US chip giant Intel Corp said its first semiconductor for data centre customers focused on power efficiency, Sierra Forest, would be delivered in the first half of next year, as it outlined a chip release schedule after prior delays.
"It's been a challenging few years as we had introduced a lot of innovation but also a lot of complexity and our product release dates had pushed out," Intel data centre and AI group head Sandra Rivera told Reuters ahead of an investor event.
Intel still dominates the markets for PC and server processing chips, with a market share greater than 70 per cent, tech research firm IDC has calculated.
However, that is down from more than 90 per cent in 2017.
Intel's most powerful fourth-generation Xeon processor for data centres, Sapphire Rapids, had faced delays that gave competitor Advanced Micro Devices time to catch up.
But Rivera said Intel's "roadmap is on track" and was "hitting all of our key engineering milestones".
She added the fifth-generation Xeon processor, Emerald Rapids, was on track to be delivered at the end of this year and the next-generation Granite Rapids, which customers are testing now, would be delivered next year after the release of Sierra Forest.

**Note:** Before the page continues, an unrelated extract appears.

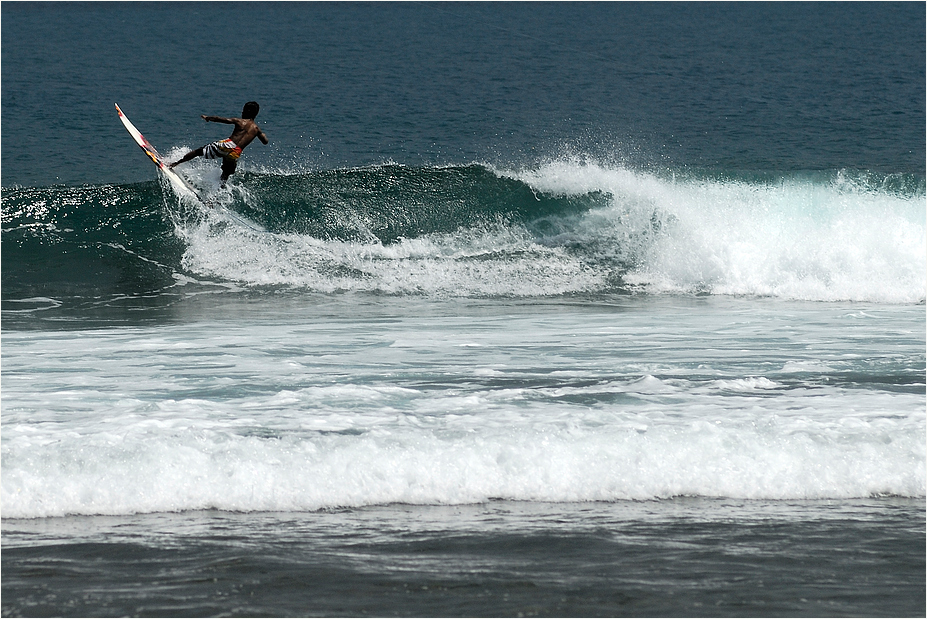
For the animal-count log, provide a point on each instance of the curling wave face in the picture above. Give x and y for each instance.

Intel said the next power-efficient chip, Clearwater Forest, would come to market in 2025.
Rivera said that Intel was also working on building the Intel Developer Cloud with 256 Xeon chips and 512 Gaudi chips for artificial intelligence (AI) that would be available for developers to train and run new models.
She said AI startups Hugging Face and Stable Diffusion were already using Intel chips.